Wo ist das Geld?

In Buddy Giovinazzos Roman »Potsdamer Platz« scheitert die amerikanische Mafiagewalt am neuen Berlin. von ambros waibel

Sprechen wir nicht von Hardy. Zwar ist Hardy erklärtermaßen tot (»er war nicht schnell genug, um zu verhindern, dass ich ihm das Hirn aus dem Schädel blies«), aber allein die Vorstellung, dieser irre, ultrabrutale Mafia-Killer, dem sogar seine Kollegen »unamerikanisches Verhalten« bescheinigen, liefe doch noch irgendwo in Berlin herum, muss beunruhigen.

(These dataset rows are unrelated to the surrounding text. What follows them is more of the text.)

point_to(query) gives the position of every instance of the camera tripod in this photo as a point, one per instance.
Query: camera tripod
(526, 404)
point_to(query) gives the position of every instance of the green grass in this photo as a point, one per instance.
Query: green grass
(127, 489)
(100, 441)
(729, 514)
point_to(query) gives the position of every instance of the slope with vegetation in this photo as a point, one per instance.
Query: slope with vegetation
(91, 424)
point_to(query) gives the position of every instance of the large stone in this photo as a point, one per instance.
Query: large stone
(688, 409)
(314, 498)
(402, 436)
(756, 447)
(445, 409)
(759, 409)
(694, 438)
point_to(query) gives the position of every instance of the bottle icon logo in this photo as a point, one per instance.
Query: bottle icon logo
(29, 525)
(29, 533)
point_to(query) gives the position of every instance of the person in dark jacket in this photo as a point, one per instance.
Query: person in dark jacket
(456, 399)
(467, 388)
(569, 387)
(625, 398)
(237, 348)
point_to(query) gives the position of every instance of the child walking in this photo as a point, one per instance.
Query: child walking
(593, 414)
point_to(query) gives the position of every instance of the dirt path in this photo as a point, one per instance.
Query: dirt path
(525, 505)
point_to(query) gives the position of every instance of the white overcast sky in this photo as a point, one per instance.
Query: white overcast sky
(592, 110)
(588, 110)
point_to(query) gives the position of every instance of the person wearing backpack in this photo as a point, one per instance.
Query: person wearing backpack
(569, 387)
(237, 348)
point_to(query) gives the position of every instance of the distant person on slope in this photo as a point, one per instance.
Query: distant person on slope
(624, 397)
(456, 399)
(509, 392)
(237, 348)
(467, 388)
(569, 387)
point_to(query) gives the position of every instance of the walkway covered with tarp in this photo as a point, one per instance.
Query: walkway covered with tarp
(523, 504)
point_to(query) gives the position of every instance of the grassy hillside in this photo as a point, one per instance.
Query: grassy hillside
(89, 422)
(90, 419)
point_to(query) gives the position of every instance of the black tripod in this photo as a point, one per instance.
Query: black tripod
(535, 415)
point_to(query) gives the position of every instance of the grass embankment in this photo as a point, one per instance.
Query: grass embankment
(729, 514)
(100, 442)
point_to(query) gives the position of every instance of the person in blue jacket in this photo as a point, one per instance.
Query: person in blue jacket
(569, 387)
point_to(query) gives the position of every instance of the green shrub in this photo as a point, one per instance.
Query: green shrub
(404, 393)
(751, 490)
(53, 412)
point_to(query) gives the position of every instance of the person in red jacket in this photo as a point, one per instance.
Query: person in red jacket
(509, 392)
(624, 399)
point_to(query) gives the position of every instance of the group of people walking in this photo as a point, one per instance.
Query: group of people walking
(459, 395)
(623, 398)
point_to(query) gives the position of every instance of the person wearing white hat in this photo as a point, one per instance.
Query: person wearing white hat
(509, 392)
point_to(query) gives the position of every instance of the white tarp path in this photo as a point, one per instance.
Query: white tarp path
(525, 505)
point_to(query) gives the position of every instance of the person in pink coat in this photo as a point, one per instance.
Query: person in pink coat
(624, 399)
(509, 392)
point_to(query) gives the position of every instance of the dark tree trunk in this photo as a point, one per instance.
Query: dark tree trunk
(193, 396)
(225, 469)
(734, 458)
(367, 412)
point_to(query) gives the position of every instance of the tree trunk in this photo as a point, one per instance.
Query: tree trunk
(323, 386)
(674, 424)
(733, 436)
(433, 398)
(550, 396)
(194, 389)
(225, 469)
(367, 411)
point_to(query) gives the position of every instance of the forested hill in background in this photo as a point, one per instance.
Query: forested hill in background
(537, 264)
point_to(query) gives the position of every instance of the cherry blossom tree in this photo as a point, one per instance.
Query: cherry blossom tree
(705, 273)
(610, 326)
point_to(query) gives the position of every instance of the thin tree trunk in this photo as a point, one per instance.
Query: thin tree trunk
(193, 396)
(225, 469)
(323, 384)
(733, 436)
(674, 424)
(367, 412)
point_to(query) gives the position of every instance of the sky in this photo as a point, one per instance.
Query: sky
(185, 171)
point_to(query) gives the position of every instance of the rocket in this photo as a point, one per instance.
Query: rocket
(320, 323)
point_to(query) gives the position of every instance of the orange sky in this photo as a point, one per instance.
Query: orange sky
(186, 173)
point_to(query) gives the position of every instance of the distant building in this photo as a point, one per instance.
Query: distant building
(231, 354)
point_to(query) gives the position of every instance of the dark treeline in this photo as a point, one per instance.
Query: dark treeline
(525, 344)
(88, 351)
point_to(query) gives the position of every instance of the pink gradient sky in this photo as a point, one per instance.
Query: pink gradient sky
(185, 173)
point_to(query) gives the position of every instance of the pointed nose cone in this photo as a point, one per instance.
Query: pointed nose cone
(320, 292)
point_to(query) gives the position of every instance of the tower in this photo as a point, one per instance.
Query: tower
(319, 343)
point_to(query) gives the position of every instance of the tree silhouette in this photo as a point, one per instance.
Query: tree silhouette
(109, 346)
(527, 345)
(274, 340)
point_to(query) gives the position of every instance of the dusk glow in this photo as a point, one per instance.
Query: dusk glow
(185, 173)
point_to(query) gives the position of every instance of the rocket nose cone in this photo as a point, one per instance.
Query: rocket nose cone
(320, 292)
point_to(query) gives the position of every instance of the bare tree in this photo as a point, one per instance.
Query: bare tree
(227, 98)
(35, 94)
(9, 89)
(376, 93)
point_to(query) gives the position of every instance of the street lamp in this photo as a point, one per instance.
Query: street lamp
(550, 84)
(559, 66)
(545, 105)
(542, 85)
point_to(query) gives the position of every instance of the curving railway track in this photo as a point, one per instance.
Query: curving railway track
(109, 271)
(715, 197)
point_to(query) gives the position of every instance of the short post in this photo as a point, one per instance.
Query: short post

Sprechen wir also lieber von Tony. Tony ist der andere Mafioso (»Was machst du hier?« »Ich bringe Leute um.« »Gefällt dir das?« »Mitunter.«), der Mann, der uns von Hardy befreit hat. Tony und Hardy sind Riccardo Montefiores Vorauskommando in Berlin. Wir schreiben das Jahr 1995, und der Mob aus Newark, New Jersey (»Von wo genau kommst du?« »Newark, New Jersey.« »Hab ich noch nie gehört.« »Da bist du nicht die Einzige.«) ist auf Globalisierungskurs. Montefiore sagt: »Das Wichtigste im Leben ist Sicherheit, Tony. Doch je enger die Welt wird, desto schwieriger wird es auch, für sich und seine Familie zu sorgen. Darum müssen wir umdenken und die Welt aus einem anderen Blickwinkel betrachten. Wir müssen global denken. Da draußen liegen Milliarden von Dollar, die nur darauf warten, geerntet zu werden. Milliarden!«

Dass die Mafia eine Affinität zu Großbaustellen hat, weiß man ja nicht nur aus den einschlägigen Filmen. Am 28. September 2001 etwa titelte die New York Post: »Mafia plündert WTC.« Die Polizei hatte auf drei Schrottplätzen 150 Tonnen Schwermetall entdeckt, die Lastwagen einer der Mafia zugerechneten Baufirma auf ihrem Weg von Ground Zero dorthin umgeleitet hatten. Ihr eigentlicher Bestimmungsort war eine still gelegte Müllhalde, wo aller Schutt sortiert und nach menschlichen Überresten und Hinweisen durchsucht werden sollte.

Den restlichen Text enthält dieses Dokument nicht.